Mayer explained that his song "Never on the Day You Leave" (off The Search for Everything) holds particular poignance because he wrote it at a time when he was "really, really sad, like the kind of sad everyone's there once in their lives, hopefully only once."
"I don't know where it came from, but … all at once it came out full cloth … and the song was written in 20 minutes," he continued. "And there's a line in there that is so brutal because it's so true and I can't play the song live because I don't think I'd make it through it. Like, I haven't played this song live and I don't like to think about it."
The line in question reads: "She'll fight for you like hell, then force herself to like some other man."

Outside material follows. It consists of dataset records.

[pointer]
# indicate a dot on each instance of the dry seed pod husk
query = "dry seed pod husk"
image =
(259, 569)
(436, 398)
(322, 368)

"That's what women do. They show up 100 percent," he said. "There's a time they are there 100 percent with everything. And then, at some point for whatever reason, not making a judgment, you or someone else says, 'Nah.' And what they force themselves to do to get over you is so transformative for good and bad that you will never see that whole person again."
Mayer has had a number of high-profile relationships over the years, including Jennifer Love Hewitt, Taylor Swift, Jessica Simpson, Jennifer Aniston, and most recently, Katy Perry.
Regardless of which ex he's referencing in his heartfelt lyrics, however, Mayer says he's still struggling to get the words out without breaking down.
"Maybe it's revisionist history, and you're completely wrong, but songs aren't supposed to be philosophically correct. They just have to be true to your feelings," he said. "And every time I sang that line, I would cry in the middle of that line. It took me days and days and days to be able to sing that line for the record, and get through it without crying."